Camille a la quarantaine et une vie qu'elle doit repenser : Eric, son mari, la quitte pour une jeunette et son alcoolisme l'a isolé de son entourage. Après un
réveillon (trop) arrosé, elle s'éveille à l'hôpital. Et retrouve ses parents, morts depuis plusieurs années. Camille n'a plus 40 ans, mais 16 ans. Elle reprend sa vie d'adolescente, va au lycée
et fait le rencontre d'Eric, celui dont elle sait qu'elle va tomber amoureuse et qu'ils vont passer plus de 20 ans ensemble avant une rupture douloureuse. Mais comment réagit-on quand on doit
lutter contre ses sentiments pour éviter d'être malheureux 20 ans plus tard ?

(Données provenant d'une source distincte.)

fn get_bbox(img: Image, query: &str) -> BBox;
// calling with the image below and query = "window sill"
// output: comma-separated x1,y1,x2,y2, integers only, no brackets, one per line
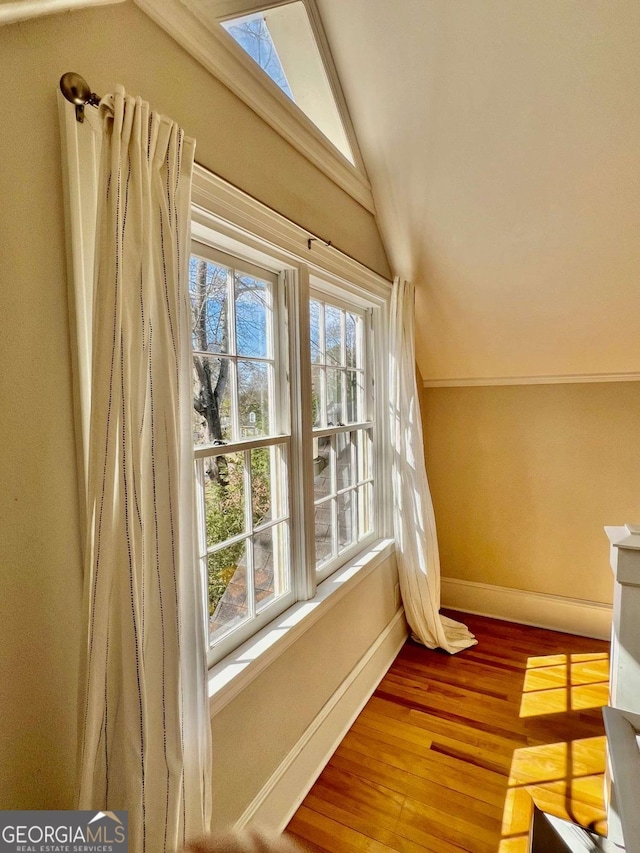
208,539,395,716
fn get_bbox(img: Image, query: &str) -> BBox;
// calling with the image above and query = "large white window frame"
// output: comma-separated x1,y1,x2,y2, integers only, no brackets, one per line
192,161,391,664
58,86,393,672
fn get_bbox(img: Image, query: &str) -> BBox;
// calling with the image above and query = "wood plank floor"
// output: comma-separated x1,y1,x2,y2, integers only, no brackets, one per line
287,613,609,853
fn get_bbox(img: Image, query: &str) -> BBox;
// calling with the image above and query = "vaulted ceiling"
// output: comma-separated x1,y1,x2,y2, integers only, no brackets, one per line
318,0,640,380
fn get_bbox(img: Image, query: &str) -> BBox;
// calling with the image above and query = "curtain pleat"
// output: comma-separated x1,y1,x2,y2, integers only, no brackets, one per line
389,278,477,654
79,87,211,853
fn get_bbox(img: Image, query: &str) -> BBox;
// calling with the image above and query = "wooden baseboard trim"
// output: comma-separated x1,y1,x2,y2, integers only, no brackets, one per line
237,608,408,831
440,578,612,640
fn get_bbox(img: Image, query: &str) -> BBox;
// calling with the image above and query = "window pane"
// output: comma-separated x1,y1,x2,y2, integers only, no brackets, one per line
253,523,289,610
345,370,364,424
336,432,355,491
204,453,246,547
313,436,333,501
238,361,270,438
235,273,271,358
222,17,293,100
207,540,249,643
193,355,231,447
338,491,356,548
309,299,322,364
189,256,229,352
326,368,344,426
311,366,324,427
324,305,344,364
315,499,335,566
345,313,362,367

Le film de Noémie Lvovsky est une vraie réussite. Dès le générique (très beau, avec des gouttes qui tombent, des montres qui volent et des chats qui traversent l'écran au ralenti), j'ai été embarqué dans cette histoire et son ambiance particulière. Avant sa retombée en adolescence, l'apparition de Jean-Pierre Léaud en horloger intemporel laisse entrevoir le mystère de ce film et de son intrigue.

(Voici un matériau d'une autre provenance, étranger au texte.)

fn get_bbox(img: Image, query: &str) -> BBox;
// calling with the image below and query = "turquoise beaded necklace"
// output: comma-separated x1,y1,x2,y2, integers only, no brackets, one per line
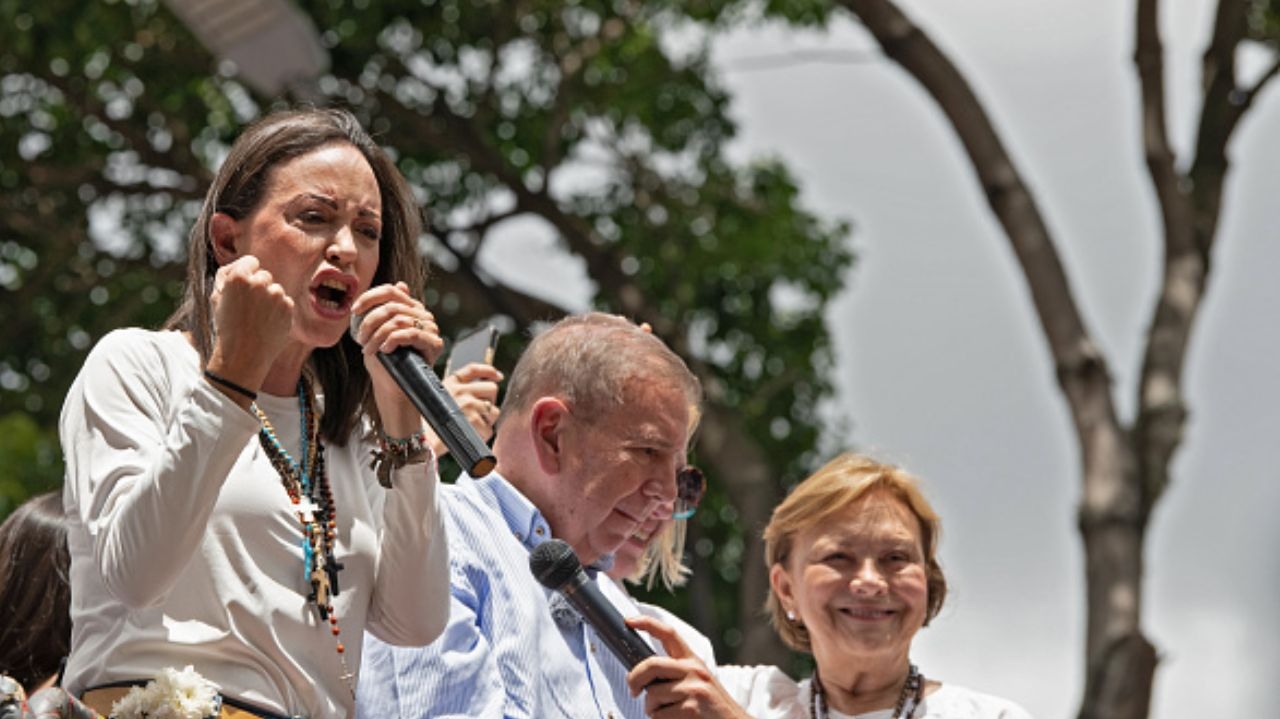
250,376,356,696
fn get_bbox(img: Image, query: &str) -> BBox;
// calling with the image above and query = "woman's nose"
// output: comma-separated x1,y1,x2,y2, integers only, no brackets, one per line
324,226,356,266
849,558,888,595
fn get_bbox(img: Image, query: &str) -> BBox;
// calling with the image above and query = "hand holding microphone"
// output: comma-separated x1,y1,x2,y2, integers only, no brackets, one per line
351,283,497,477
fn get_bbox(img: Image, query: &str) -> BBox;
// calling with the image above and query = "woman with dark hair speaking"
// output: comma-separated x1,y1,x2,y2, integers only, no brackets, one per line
628,453,1029,719
61,110,448,716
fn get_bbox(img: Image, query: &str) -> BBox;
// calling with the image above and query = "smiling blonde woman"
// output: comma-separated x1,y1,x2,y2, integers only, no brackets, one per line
630,453,1029,719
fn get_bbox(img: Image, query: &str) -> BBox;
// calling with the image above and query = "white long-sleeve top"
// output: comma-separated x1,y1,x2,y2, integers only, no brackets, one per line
60,329,449,718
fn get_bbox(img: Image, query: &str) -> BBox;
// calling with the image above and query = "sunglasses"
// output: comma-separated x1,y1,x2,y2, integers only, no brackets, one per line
671,464,707,519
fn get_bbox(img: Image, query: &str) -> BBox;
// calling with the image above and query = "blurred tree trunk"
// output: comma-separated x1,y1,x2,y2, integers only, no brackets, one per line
840,0,1276,719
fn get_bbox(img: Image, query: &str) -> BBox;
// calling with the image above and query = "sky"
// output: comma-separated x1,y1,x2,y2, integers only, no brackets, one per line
481,0,1280,719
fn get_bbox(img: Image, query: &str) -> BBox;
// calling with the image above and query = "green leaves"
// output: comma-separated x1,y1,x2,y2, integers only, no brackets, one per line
0,0,852,660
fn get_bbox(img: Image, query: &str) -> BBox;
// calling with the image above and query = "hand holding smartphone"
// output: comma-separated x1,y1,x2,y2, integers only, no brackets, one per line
444,325,498,376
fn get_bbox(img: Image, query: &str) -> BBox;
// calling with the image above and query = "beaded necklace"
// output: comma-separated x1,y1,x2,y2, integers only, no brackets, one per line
809,664,924,719
250,376,356,697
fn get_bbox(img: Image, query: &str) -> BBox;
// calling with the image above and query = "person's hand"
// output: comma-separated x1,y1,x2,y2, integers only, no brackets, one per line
426,362,502,457
627,615,751,719
351,283,444,438
209,255,293,407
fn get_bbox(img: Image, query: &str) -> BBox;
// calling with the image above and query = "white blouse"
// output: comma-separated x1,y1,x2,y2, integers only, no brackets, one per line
60,329,449,718
716,665,1032,719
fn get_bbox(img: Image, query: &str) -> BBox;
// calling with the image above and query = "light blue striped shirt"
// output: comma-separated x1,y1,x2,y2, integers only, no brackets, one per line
356,472,644,719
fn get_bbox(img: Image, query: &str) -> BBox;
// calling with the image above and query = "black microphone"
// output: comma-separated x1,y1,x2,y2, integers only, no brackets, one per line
351,315,498,477
529,540,653,669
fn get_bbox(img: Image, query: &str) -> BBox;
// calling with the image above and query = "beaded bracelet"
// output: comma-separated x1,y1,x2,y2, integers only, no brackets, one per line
369,430,431,489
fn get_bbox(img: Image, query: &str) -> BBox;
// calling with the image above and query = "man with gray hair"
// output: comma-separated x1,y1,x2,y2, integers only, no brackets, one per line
357,312,701,719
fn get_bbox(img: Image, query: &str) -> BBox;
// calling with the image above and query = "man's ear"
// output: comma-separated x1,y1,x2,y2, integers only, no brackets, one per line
529,397,571,475
209,212,241,266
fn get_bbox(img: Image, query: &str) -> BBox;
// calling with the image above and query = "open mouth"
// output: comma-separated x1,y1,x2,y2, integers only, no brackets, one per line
840,606,897,620
311,278,353,311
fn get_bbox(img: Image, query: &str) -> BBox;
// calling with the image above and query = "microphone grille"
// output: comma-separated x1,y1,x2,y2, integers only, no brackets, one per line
529,540,582,590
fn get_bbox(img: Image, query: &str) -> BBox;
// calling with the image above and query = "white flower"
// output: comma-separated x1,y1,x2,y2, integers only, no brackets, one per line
111,664,218,719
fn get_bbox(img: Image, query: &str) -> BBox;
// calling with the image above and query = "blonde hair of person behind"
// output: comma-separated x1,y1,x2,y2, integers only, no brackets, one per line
627,519,692,591
764,452,947,652
627,404,703,591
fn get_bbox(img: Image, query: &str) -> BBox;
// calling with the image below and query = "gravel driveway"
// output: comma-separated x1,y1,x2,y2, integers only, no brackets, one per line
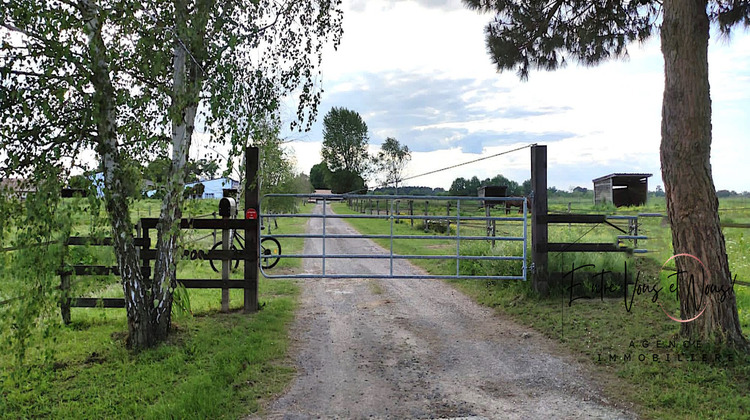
258,204,634,419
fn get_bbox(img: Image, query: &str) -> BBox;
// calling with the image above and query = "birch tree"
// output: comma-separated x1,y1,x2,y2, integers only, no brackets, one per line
0,0,342,349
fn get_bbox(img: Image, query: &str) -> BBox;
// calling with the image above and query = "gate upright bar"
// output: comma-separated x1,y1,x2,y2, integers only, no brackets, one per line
531,145,549,296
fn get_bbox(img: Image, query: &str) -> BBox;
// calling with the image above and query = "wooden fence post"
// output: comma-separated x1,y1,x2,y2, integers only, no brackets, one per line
243,147,260,313
221,216,232,312
531,145,550,296
445,201,451,235
60,271,70,325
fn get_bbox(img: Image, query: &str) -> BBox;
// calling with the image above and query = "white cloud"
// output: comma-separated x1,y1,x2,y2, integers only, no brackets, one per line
290,0,750,191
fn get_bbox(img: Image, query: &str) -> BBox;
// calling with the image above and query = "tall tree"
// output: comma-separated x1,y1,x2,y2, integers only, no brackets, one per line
310,161,331,189
0,0,341,348
464,0,750,347
375,137,411,194
321,107,369,175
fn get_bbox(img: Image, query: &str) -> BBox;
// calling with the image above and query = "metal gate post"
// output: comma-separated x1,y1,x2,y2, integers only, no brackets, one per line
531,145,549,296
456,200,461,277
389,200,393,276
243,147,260,313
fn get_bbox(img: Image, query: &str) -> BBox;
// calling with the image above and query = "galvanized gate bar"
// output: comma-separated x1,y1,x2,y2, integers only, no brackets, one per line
260,194,528,280
263,233,524,241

Le retour à l'adolescence est un vrai bonheur. Noémie Lvovsky met en scène les années 80, avec baladeur et musique du moment. Ses trois copines et elle forment une bande tout à fait typique. Judith Chemla, India Hair et Julia Faure donnent à ces personnages une fraîcheur et une énergie communicative. L'ensemble du casting est d'ailleurs globalement très réussi, avec des profs aux apparitions courtes mais marquantes (Matthieu Amalric, Anne Alvaro). Et les diverses expériences de drague entre ados donnent lieu à des scènes très drôles
Mais le force du film est de ne pas se résumer à une simple représentation comique des années 80. Le personnage d'Eric (Samir Guesmi), au coeur de l'intrigue, pose la question de savoir comment réagir face au bonheur qui éclate, tout en sachant que tout cela ne finira pas bien. Mais c'est surtout visible par le biais des parents de Camille (Yolande Moreau et Michel Vuillermoz, remarquables). Camille ne s'est jamais vraiment remise de la mort de sa mère. Elle sent qu'elle n'arrivera pas à éviter son décès brutal et fait en sorte de garder des traces d'elle. Cela passe par quelques discussions, des mots échangés ou des voix enregistrées. Noémie Lvovsky transcrit avec beaucoup de subtilité et de finesse ces moments de recherche de conservation du souvenir et de désarroi, et la scène de la mort de la mère est vraiment poignante.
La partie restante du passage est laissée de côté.